Für das kommende Jahr sind viele Spatenstiche in Sicht
„Wir sind gut im Fluss“, glaubt Krüger heute, zwei Jahre nach der Gesetzesentscheidung zum Kohleausstieg. „Was ich mir für das kommende Jahr wünsche: mehr Spatenstiche“, sagt die Stabsstellen-Chefin. „Damit für die Bevölkerung vor Ort aus der Theorie sichtbare Praxis wird.“
Allerdings: Als Bundes- und Länderregierungen vor Jahren den gigantischen Umbau der Reviere einleiteten, planten sie ohne die folgenden, weltweiten Krisen. Der russische Krieg gegen die Ukraine lässt aktuell Energiekosten explodieren, die Corona-Pandemie stoppte globale Produktions- und Lieferketten der Industrie. Bis heute leidet die Weltwirtschaft unter diesen Störungen - niemand kann garantieren, dass geplante Projekte des mitteldeutschen Strukturwandels davon unberührt bleiben. Die Gefahr geht über steigende Baupreise hinaus. „Wir haben durch diese Entwicklung Unsicherheit in der Bevölkerung, aber auch in der Wirtschaft“, sagt Franziska Krüger der MZ. Schlimmstenfalls, so lautet die Sorge, könnten sich Unternehmen in solch einer Lage mittelfristig scheuen, im modernisierten Revier zu investieren und sich niederzulassen. „Das wäre ein Risiko“, so Franziska Krüger. „Wir können das noch nicht akut beobachten, aber die Gefahr ist natürlich greifbar, wenn die aktuelle Situation anhält.“ Sie betont auch: „Als das Milliardenbudget für die Reviere festgelegt wurde, haben wir Projekte geplant zu Preisen von vor zwei, drei Jahren.“ Damit stelle sich die Frage: „Was kann mit diesem Topf noch erreicht werden?“ Krüger sagt aber auch: „Wir haben im Vorfeld Planungsreserven einkalkuliert.“ Und: „Wir sind zu diesen Entwicklungen mit dem Bund in Gesprächen.“
Viele Projekte zum Kohleausstiegt stehen in den Startlöchern
Sachsen-Anhalts Stabsstellen-Chefin prognostiziert trotz allem, dass jetzt die Macher-Phase im Mitteldeutschen Revier beginnt. „Ich glaube schon, dass das Revier 2026 deutlich anders aussehen wird als heute. Da sollten viele Projekte bereits in die Fertigstellung kommen.“ Es werde aber verschiedene Geschwindigkeiten im Umbau des Reviers geben. „Die Projekte sind sehr unterschiedlich. In den Bereichen Stadtentwicklung, Denkmalpflege und Altstadtsanierung wird es schneller sichtbare Ergebnisse geben als bei großen Infrastrukturprojekten wie dem Industriepark Leuna.“ Zudem gebe es ja noch die großen Bundesprojekte, etwa im Zugverkehr. „Da zeigen die Vorplanungen, dass einige Großprojekte voraussichtlich erst 2031 starten können.“ Ein Beispiel sei die Verbindungskurve Großkorbetha, die künftig Merseburg und Leipzig per S-Bahn-Strecke verbinden soll. Es ist eines der größten Verkehrsvorhaben im Mitteldeutschen Revier. Von den Strukturwandel- Geldern im Bundesland werden neben dem Burgenlandkreis und Mansfeld-Südharz auch der Saalekreis, Anhalt-Bitterfeld und die Stadt Halle profitieren.

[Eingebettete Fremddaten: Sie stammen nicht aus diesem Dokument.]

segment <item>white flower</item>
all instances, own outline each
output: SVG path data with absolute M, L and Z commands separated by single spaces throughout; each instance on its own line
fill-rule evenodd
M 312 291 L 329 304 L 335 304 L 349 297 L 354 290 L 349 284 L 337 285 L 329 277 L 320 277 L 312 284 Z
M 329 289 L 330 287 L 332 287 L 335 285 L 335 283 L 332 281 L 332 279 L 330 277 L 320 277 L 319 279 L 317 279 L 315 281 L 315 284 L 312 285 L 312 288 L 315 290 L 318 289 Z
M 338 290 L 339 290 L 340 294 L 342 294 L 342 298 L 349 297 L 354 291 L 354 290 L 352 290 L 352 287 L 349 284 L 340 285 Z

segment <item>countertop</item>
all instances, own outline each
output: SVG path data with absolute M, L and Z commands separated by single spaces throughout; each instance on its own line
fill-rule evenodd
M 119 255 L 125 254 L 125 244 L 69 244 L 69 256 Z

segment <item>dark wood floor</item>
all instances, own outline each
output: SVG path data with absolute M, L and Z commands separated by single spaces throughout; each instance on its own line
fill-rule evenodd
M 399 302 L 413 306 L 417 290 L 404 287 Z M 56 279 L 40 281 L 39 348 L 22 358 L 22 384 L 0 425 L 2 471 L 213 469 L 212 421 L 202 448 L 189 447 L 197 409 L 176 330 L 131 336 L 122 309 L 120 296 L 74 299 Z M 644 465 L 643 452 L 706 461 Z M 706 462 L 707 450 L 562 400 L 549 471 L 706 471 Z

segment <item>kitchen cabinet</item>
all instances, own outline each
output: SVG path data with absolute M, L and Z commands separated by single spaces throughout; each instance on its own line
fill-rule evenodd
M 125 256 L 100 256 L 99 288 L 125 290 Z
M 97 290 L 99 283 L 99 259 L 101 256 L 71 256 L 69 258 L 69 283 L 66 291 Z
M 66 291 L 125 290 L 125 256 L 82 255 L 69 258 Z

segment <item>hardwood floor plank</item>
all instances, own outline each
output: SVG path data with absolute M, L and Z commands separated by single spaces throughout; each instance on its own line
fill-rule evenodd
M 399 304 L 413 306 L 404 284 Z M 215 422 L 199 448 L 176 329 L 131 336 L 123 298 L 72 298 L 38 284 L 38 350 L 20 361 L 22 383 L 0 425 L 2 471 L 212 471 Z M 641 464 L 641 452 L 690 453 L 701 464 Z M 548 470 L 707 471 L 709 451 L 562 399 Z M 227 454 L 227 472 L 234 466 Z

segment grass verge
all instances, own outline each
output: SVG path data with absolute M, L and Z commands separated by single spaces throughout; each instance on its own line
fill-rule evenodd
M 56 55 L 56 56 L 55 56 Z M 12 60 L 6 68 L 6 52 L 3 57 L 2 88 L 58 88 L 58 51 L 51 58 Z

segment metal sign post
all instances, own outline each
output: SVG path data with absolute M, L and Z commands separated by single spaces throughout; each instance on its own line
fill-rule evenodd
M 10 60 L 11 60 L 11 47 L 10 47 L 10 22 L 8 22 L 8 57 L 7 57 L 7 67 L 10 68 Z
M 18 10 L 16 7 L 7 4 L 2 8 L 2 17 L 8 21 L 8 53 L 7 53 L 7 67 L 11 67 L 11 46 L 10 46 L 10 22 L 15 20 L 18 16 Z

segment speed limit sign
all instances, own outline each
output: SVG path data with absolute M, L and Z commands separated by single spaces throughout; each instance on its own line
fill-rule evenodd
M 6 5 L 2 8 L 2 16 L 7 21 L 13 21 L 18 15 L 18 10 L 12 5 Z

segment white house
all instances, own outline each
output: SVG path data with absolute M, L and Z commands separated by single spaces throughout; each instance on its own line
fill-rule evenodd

Sachsen-Anhalt pocht auf die nötige Vorbereitungszeit
Das übergeordnete Ziel der Landesregierung bei jedem Einzelprojekt: Der Großraum des alten Reviers soll ein neues Image als Industriestandort der Zukunft bekommen, der Geld- und Arbeitgeber lockt. Für Unruhe sorgen in der Staatskanzlei Ansagen aus der Bundesregierung, dass Deutschland möglichst schon 2030 aus der Kohleverstromung aussteigen solle. „Für uns ist wichtig, dass wir weiter mit 2038 planen können“, sagt Krüger der MZ. „Wir brauchen einfach die Vorplanungsphase, wenn wir die positiven Effekte wollen.“ Sie betont: „Wir arbeiten alle unter Hochdruck.“
BU: Franziska Krüger leitet die Stabsstelle Strukturwandel in Sachsen-Anhalts Staatskanzlei.